The contrast is not about dismissing established networks like Stellar, which have strong teams and a clear upgrade path available. It is about recognising that post-quantum security is far easier to design in at genesis than to bolt on after the fact.

---

Summing Up: Measured Risk, Not Panic

The honest answer to "will quantum computers break Stellar?" is: the cryptographic vulnerability is real, the timeline is uncertain but not distant enough to ignore, and the outcome depends heavily on how quickly both the Stellar ecosystem and individual holders act.

Ed25519 is secure today and will likely remain secure for at least another decade. But blockchain addresses are permanent, funds are long-lived, and protocol migrations take years. The prudent posture is to treat post-quantum readiness as a planning horizon item now, not an emergency and not something to defer indefinitely.

Holders who understand the mechanism, monitor migration developments, and diversify into quantum-resistant infrastructure where available are better positioned than those who assume the status quo will hold indefinitely.

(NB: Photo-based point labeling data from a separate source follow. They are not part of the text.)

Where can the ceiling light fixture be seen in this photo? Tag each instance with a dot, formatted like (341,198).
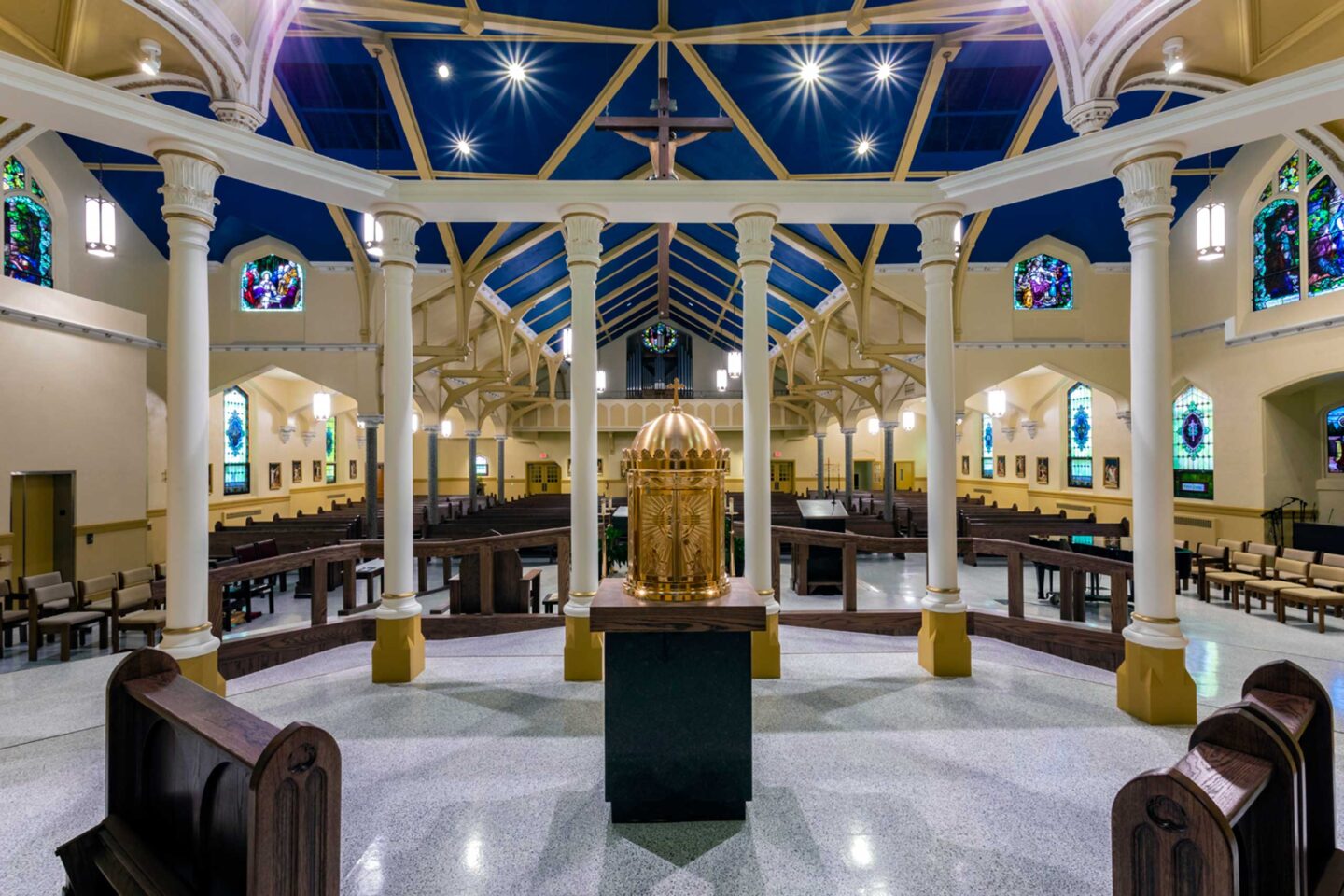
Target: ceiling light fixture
(151,58)
(1173,61)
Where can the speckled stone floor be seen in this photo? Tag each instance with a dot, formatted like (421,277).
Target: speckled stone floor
(485,774)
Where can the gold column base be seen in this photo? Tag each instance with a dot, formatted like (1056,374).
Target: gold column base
(398,651)
(1154,685)
(765,649)
(944,647)
(582,651)
(203,670)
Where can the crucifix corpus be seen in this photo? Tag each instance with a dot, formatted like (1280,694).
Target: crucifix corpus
(669,132)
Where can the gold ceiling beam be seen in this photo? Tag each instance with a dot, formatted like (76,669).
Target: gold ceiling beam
(977,223)
(363,273)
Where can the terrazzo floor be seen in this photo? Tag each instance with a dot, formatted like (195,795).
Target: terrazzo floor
(485,774)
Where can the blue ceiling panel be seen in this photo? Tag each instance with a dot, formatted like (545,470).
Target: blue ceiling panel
(980,105)
(816,128)
(512,127)
(342,103)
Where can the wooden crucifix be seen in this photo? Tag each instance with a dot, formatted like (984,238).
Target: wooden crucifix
(669,133)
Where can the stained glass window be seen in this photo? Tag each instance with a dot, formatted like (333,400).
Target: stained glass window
(1042,282)
(1335,440)
(15,176)
(237,443)
(987,449)
(1080,437)
(659,339)
(272,284)
(1277,277)
(1193,445)
(27,227)
(1288,176)
(1324,238)
(329,450)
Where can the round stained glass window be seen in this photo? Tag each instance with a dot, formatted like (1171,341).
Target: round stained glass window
(660,339)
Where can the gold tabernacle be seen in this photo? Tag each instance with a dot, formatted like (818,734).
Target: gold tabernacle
(677,469)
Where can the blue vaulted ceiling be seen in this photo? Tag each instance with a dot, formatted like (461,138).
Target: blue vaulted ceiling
(344,107)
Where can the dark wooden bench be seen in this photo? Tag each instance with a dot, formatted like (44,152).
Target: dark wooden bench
(204,797)
(1248,812)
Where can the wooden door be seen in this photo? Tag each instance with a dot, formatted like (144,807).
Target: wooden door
(904,476)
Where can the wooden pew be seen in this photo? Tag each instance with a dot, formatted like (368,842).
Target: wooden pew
(207,798)
(1248,812)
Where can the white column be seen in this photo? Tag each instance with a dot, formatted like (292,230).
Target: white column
(583,248)
(821,464)
(944,648)
(398,269)
(1152,682)
(189,174)
(848,469)
(754,225)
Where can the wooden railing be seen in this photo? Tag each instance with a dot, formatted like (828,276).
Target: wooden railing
(348,553)
(1074,568)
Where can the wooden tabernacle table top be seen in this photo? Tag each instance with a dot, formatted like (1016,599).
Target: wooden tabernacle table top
(613,610)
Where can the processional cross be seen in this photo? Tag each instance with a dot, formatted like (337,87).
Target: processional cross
(663,156)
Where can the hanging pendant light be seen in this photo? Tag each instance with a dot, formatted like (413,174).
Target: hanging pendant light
(998,402)
(1211,223)
(321,406)
(100,223)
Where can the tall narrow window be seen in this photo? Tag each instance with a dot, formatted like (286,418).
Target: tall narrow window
(272,284)
(1042,282)
(987,449)
(1335,440)
(1080,437)
(329,450)
(237,443)
(27,227)
(1286,268)
(1193,445)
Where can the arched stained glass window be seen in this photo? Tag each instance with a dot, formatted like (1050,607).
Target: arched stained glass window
(237,443)
(329,450)
(1335,440)
(272,284)
(1080,437)
(1193,445)
(1285,269)
(27,227)
(987,449)
(1042,282)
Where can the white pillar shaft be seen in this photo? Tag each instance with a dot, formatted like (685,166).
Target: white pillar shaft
(754,226)
(1148,217)
(585,248)
(756,427)
(189,175)
(398,268)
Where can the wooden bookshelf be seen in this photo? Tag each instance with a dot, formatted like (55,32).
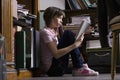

Frequently Asked Questions

Does Stellar use a quantum-vulnerable signature scheme?

Yes. Stellar uses Ed25519, an elliptic-curve digital signature algorithm. Shor's algorithm, running on a sufficiently large fault-tolerant quantum computer, can solve the elliptic-curve discrete logarithm problem and recover a private key from a public key. Ed25519 is not designed to resist this attack.

How many qubits would a quantum computer need to break a Stellar account?

Academic resource estimates suggest roughly 2,330 to 3,000 logical qubits to break a 256-bit elliptic-curve key, which is the size used by Ed25519. Logical qubits require substantial physical qubit overhead for error correction, placing the total physical qubit requirement in the millions with current error-correction codes. No computer close to this specification exists today.

Is my Stellar account already at risk from current quantum computers?

No. Current quantum processors are far below the threshold needed to run Shor's algorithm against 256-bit elliptic curves. The risk is forward-looking, tied to the eventual arrival of a cryptographically relevant quantum computer, which most expert timelines place no earlier than the late 2030s.

Can Stellar upgrade to post-quantum cryptography?

Yes, technically. NIST standardised post-quantum signature schemes including ML-DSA (lattice-based) and SLH-DSA (hash-based) in 2024. Stellar's protocol could be updated to use one of these algorithms, but it would require a coordinated protocol upgrade, larger transaction sizes, and a user-side key migration — all of which take considerable time and ecosystem coordination.

What is the 'harvest now, decrypt later' threat and does it apply to Stellar?

Harvest now, decrypt later (HNDL) means an adversary records public network data today and decrypts it once a CRQC is available. For Stellar, any address that has ever broadcast a transaction has exposed its public key on the ledger. A future CRQC could use that data to reconstruct the private key and drain accounts that still hold funds at the same address.

What can I do now to reduce quantum exposure on my Stellar holdings?

Practical steps include minimising address reuse (each transaction exposes your public key), keeping private keys in offline storage, monitoring the Stellar Development Foundation's roadmap for post-quantum migration announcements, and considering diversification into wallets built on NIST PQC-compliant cryptographic schemes for long-term holdings.